Pronto experimentó Alberto los aspectos negativos del doctor Lobo al que conoció en Roma y con el que mantuvo varios enfrentamientos dialécticos. Nunca existió química alguna entre ellos. Tampoco ahora surgió la alegría del reencuentro. Un saludo correcto pero con frialdad en la visita que hiciera el “Administrador apostólico” al sacerdote enfermo, Alberto Navarro. Sin muchos preámbulos le comunicó que había nombrado a otro sacerdote que le sustituiría en las tareas del museo diocesano, otro en las clases en el seminario y un tercero para colaborar en la parroquia. También le comunicó que estaba estudiando unas acusaciones muy graves sobre la conducta sexual del pintor Navarro antes de ingresar al seminario y del cura de la liberación en su estancia en Colombia. Al escuchar al Administrador Apostólico, Alberto, muy estimado en la diócesis aceptó con humildad lo que le pareció una “sentencia de muerte pastoral”.

Otros males
Pero no quedaron aquí sus desgracias. Su amigo Luis dejaba la capellanía del Hospital al ser nombrado párroco de Nuestra Señora de Nazaret. Y no faltó más de un sacerdote amigo que se apartó del “afectuoso” sacerdote pintor ante el peligro de ser denunciado ante el Administrador apostólico por tendencia homosexual. Por otra parte, el nuevo responsable de la economía de la Diócesis tampoco le dio facilidades para los gastos que no cubriera la seguridad social, pues el pintor Navarro había ganado mucho dinero y podría sufragarlos. Totalmente equivocado. El generoso Alberto había gastado de su dinero personal cuanto tenía en la compra de cuadros para la nueva sala del museo diocesano: Eucaristía y pintura. Así que se encomendaba a la Divina providencia.

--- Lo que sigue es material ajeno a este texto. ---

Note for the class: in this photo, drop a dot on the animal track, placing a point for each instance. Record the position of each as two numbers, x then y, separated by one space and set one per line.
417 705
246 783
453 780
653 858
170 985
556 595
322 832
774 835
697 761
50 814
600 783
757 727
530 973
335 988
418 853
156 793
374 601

Getsemaní: hundimiento con humildad
Sí, Alberto comenzó a descubrir el misterio de la cruz en carne propia. Pasaron los tiempos gozosos del éxito como pintor, del intelectual como profesor llamado para dar conferencias, y del creyente que disfrutaba contemplando, y a veces dialogando, con Jesús y María en su taller. Ningún punto de comparación con la depresión que sufrió. La situación actual era más grave y totalmente objetiva.
Sí, en 1987, nuestro protagonista comenzaba a experimentar con toda crudeza la cruz del dolor, la calumnia, la humillación y el abandono de los amigos. Había entrado con Jesús al huerto de Getsemaní. Comenzaba su viacrucis.
Pero Alberto no quedó aplastado por el peso de la cruz. Imitando al Maestro y Salvador, pronto reaccionó poniendo en práctica los consejos y sugerencias de don Felipe. Rápidamente hizo su plan. Cuando se lo permitiera su salud, en los muchos ratos libres del Hospital, se presentaría ante los enfermos y familiares a quienes escucharía, (la confesión cuando se lo pidieran) y a quienes con discreción alentaría en el dolor. Aconsejaría lo que él mismo necesitaba.


Y sucedió el milagro
No el de la visita de Jesús y María con la curación o, por lo menos, con el consuelo que mitigara el dolor. No. El milagro, si es que así se puede llamar, fue el de la progresiva conversión de Alberto al aceptar con gozo la cruz y, sobre todo, al comprobar que los sufrimientos de los otros enfermos y familiares eran “infinitamente” superiores a los suyos. “No tengo derecho a quejarme de mi poca salud”. Y el “místico” Alberto, ahora, desde el dolor, llegó a decir al Señor la frase escalofriante: “gracias, Señor por la leucemia. Ayúdame en la nueva vocación”.